Thursday, November 16, 2006

Nancy, Segolene... great day for women? Not so sure. The California democrat and the French socialist triumphed today. It was expected. The first one will be speaker of the House; the second, her party's candidate at the presidential election.
Much was made of the fact that Nancy Pelosi did not get what she had wished for: John Murtha as her main man. The veteran Marine turned politician in the seventies is the most outspoken - if not always articulate - opponent to the way the Bush administration has been conducting the war in Iraq. Her fellow party members preferred the man less likely to annoy them, the unctuous Steny Hoyer.

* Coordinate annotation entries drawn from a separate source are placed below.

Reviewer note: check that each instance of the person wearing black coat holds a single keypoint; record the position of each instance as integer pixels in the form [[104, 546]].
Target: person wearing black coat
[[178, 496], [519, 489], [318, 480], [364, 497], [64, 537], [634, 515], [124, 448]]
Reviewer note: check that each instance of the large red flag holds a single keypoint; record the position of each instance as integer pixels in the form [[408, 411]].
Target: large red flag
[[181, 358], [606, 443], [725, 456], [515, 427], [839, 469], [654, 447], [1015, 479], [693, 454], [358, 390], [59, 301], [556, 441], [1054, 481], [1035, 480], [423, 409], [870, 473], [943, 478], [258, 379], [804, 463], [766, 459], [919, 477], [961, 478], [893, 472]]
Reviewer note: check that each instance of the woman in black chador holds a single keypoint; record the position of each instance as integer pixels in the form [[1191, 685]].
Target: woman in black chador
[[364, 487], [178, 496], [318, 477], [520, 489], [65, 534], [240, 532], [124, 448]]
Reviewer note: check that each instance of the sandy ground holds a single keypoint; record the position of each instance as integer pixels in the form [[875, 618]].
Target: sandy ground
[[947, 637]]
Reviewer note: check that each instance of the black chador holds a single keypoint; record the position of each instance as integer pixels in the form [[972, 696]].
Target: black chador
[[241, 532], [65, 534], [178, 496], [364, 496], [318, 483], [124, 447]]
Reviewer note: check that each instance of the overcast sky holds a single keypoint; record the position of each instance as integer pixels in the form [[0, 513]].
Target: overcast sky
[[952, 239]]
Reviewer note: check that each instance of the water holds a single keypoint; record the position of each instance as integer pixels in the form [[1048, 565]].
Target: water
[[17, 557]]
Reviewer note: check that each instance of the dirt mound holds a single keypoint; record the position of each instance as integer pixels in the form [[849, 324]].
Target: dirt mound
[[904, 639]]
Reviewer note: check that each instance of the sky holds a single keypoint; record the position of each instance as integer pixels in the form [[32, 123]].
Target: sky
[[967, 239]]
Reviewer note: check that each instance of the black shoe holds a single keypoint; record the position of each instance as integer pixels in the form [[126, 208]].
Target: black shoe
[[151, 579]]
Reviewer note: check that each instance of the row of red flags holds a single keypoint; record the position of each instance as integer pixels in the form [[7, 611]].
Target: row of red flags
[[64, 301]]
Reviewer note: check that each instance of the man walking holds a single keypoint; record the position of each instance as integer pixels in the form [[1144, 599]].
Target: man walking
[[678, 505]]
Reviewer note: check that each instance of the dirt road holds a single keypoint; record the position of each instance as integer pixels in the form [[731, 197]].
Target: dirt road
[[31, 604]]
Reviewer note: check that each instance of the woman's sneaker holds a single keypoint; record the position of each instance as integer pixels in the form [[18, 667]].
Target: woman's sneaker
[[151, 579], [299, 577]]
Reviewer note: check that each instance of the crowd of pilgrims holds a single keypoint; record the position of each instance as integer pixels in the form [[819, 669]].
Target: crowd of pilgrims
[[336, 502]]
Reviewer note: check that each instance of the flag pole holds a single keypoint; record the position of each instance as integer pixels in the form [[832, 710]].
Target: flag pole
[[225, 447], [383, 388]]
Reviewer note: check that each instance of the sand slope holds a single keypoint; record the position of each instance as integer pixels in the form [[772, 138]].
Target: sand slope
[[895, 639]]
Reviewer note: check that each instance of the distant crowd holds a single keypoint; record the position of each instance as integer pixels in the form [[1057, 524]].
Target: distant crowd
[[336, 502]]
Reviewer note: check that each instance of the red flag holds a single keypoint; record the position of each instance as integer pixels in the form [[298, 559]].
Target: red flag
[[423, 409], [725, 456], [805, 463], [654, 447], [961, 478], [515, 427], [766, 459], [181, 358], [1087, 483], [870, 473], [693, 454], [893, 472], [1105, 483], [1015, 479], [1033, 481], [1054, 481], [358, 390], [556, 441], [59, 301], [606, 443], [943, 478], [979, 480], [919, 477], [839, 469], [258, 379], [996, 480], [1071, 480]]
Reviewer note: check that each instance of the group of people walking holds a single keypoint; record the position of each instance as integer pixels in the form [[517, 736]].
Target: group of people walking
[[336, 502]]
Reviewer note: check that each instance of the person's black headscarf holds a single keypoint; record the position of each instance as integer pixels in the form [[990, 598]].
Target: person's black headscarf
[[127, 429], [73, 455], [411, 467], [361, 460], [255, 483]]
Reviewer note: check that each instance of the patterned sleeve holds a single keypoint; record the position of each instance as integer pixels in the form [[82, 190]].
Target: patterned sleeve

Segolene Royal, the French socialist motherly figure, beat two old timers to the presidential candidacy: Dominique Strauss-Kahn, former Finance minister, and Laurent Fabius, former Prime minister.
In spite of having been a cabinet member herself, and glossing over her long-time involvement in the party's mechanics (and we're not thinking of hubby party president François Hollande), the first female candidate managed to instill the idea that she is a "fresh face". So fresh, in fact, that she should be forgiven the lameness of her program, and her frequent veering into conservative social positions. Could she have been watching Hillary?
Never-the-less, the mood is set for "change" in France as well, with the forecast of a presidential duel opposing the populist and popular interior minister Nicolas Sarkozy to Segolene Royal.
Yet it will be interesting to see how long it takes before the first female candidate is tightly "counseled"... and how long it takes the French left to lament the import of American-style "primaries", a first in France to select a presidential candidate.